Among GPS coordinates and GIS models, artist’s intuitions and designer’s solutions, Virginia Dal Magro deals with the geographical representation with over 60 artifacts that give us back a new world between physical, imaginary and digital solutions.
The starting point of Dal Magro’s artistic path is the identification, through a methodical research, of information gaps in our system of description and representation of the world, to transform them into formal and graphic glitches that produce new visual scenarios.
The visitor is therefore surrounded by a mass of information that actually describes an absence of information.
Hic Sunt Dracones (2018-2019, Cyanotype and gumprint on paper) is an ever-expanding series of small works that act as snippets of a discourse and recall in their title the words that in ancient maps were used to label the unknown, to scare or to encourage te most adventurous to go beyond the limits of the map. Even though nowadays there are no more unknown places or “dragon’s lands”, it wouldn’t be correct to say that every corner of our planet have been mapped. This serie explores all the unmapped places – for military, political or geographic reasons – marked as glitches on the online maps and it aims to create a second layer, made of unknown.
In Atlas of the Known Islands (2018, Aquatint on paper) fiction and unknown weave seamlessly together: the places represented (not all of them are islands in the true sense of the term) are mainly in the sphere of literary and artistic fiction or come from the world of mythology. Through these works Dal Magro highlights the imaginative potential of mythology, which since ancient times has represented an indispensable tool to grasp the vastness of the world.
No location available (2020, Restoration paper), created specifically for the exhibition by Wild Mazzini, is an installation that consists of six prints on Japanese restoration paper suspended, divided into two groups of three, and placed on either side of the gallery, where the viewer is placed in the centre. Each print represents a different cross-section (at different heights) of the same island. Half of the prints represent what is above sea level, the other half represent what is below, which stops being considered as territory to fall into an indeterminate underwater oblivion.
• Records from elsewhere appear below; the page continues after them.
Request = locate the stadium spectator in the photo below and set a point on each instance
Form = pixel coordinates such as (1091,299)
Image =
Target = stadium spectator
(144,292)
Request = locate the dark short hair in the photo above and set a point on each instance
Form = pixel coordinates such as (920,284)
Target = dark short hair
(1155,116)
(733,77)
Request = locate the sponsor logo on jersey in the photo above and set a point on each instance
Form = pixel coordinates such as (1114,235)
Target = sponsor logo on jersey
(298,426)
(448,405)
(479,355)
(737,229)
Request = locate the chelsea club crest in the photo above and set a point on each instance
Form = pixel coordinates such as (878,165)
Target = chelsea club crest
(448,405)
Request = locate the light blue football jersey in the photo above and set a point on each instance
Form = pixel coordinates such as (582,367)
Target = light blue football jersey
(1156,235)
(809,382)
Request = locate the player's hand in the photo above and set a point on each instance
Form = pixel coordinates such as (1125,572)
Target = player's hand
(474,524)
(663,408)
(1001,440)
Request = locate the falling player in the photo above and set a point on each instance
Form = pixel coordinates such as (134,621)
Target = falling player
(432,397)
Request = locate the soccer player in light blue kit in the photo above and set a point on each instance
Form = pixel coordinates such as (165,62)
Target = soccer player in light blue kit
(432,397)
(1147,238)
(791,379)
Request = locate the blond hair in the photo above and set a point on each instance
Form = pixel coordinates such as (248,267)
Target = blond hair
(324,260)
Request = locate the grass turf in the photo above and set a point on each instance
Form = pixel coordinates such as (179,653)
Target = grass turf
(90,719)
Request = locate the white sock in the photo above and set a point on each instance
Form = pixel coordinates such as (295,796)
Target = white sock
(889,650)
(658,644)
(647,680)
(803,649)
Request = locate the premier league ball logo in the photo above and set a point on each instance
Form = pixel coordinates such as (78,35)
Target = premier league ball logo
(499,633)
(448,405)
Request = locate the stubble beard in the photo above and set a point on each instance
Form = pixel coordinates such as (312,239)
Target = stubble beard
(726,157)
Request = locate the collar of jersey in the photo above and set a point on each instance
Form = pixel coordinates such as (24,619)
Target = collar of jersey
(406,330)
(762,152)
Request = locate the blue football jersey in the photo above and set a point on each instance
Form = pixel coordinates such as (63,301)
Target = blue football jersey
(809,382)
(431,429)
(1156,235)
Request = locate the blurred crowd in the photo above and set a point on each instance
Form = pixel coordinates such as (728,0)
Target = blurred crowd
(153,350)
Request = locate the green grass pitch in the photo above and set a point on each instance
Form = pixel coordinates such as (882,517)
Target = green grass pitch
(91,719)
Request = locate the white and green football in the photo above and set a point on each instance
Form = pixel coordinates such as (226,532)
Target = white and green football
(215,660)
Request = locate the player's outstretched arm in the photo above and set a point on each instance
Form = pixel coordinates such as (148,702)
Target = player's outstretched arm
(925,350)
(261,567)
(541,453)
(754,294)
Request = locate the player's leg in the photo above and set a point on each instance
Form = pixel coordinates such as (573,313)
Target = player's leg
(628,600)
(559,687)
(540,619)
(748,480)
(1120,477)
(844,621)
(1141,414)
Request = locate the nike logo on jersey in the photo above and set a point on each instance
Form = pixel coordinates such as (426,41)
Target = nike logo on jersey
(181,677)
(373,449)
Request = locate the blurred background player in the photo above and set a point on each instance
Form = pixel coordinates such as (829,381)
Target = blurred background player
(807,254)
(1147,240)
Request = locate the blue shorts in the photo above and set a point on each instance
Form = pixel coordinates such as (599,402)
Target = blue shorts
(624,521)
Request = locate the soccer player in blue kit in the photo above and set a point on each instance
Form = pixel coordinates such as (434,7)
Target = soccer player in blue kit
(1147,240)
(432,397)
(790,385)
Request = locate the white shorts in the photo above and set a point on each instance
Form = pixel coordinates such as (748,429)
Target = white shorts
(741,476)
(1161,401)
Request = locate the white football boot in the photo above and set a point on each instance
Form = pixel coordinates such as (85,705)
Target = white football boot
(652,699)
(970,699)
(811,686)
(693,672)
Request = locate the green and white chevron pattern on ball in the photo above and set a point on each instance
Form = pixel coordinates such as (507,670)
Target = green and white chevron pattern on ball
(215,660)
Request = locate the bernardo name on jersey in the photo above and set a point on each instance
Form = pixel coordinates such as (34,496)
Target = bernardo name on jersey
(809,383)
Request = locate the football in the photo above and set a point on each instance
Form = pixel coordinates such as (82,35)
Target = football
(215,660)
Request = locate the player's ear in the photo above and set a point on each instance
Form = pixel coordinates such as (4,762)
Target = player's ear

The viewer finds himself physically included in the work, on the ideal borderline between these two worlds – emerged and submerged – invited to feel part of this representation. The choice of the red colour used for the performance aims to strengthen this gap between known and unknown, as red in water is the first colour component to be absorbed, disappearing only 5 metres below sea level. This work is part of and continues the investigation of the seabed undertaken by the artist through the three-dimensional works in the Try again series.
Virginia Dal Magro (Milan, 1994) currently works as a teaching assistant at the Academy of Fine Arts of Brera in Milan.
Among the exhibitions: Can’t find a way there, try again, curated by Cristina Moregola, Bandera Foundation, Busto Arsizio; piano B, curated by Luisa Turuani, ZENTRUM, Varese; Salad days, 12 Star Gallery, London; Zureta, Geidai University, Tokyo.